One idea is, the issuer shouldn’t have to “keep the entire list of persons having access to inside information, but just one contact person for each external service provider having access to inside information.” Shifting some of the responsibility for maintaining these complex, crisscrossing lists to firms’ third-party vendors would certainly help in reducing the insider-list burden. There’s no guarantee, of course, this recommendation will be officially adopted, and it’s still just a partial solution. But one thing you can do sooner rather than later to reduce the burden of maintaining insider lists is to enlist technology and automation into your processes.

Insider lists have been around for decades, at least, managed by means manual, electronic, or a mix of both. This could mean tracking insiders on an Excel spreadsheet, with all the time and tedium keeping that up-to-date entails. Some firms still rely solely on bankers’ memories to help them keep track of who-knows-what and who’s-involved-in-what investment, issuance, or deal. In one sense, while there’s not necessarily manual labor involved in a “system” like this, it’s frighteningly unreliable on many levels. Bankers move around, or retire. The best memories fail. And when it comes time to produce your insider list “as soon as possible” upon request by the regulator, it will be a race against the clock to get something down into an acceptable format.

The costs for not having your insider list maintenance and management system in order are potentially high. Per MAR Article 30, which covers administrative sanctions and administrative measures, infringements of Article 18 could result in:

  • The disgorgement of profits gained or losses avoided due to the infringement
  • The withdrawal or suspension of the authorization of an investment firm
  • The temporary ban of a person discharging managerial responsibilities
  • Firm penalties of at least three times the amount of the profits gained or losses avoided due to the infringement
  • Individual penalties of EUR 500 000 or, in non-euro member states, the corresponding value in the national currency

StarCompliance offers a product that can simplify insider list management—in the process reducing compliance team workload and reducing firm risk. The product is called, appropriately enough, Insider List Management. Insider List Management automates your insider list processes and procedures, centralizing all your relevant, critical data onto a single platform. It gives firms one place to collect, organize, store, and analyze the totality of their insider data.

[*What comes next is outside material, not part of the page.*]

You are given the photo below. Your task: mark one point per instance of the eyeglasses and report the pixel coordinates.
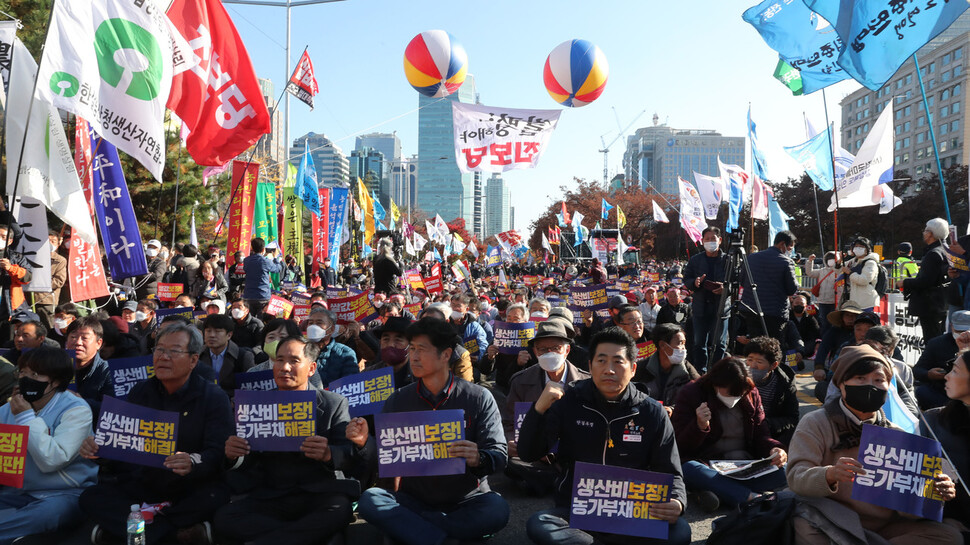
(169, 352)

Insider List Management records any employee involved in any investment, issuance, or deal, including when they come onto the project, what information they’re privy to, and when they leave the project. It also handles all communications with the employees concerned. As such, it’s an invaluable tool for helping you maintain these extensive insider lists, keep them up-to-date, and produce them quickly and completely for whenever the regulator decides to ask.

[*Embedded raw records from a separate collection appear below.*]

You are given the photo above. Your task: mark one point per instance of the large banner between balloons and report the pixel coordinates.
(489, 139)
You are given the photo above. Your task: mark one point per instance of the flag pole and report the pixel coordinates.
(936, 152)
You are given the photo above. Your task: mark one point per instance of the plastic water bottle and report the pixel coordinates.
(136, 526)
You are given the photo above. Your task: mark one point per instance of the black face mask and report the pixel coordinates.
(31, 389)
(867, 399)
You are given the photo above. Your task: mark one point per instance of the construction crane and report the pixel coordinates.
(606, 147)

Insider List Management ticks all the boxes as laid out in MAR Article 18. And when and if those boxes change the software will change along with it. Insider List Management does for this compliance function what Star products like Compliance Control Room and Personal Trading have done for their respective compliance functions—made the previously time-intensive, tedious,  and complex tasks associated with them simpler to perform and easier to accomplish.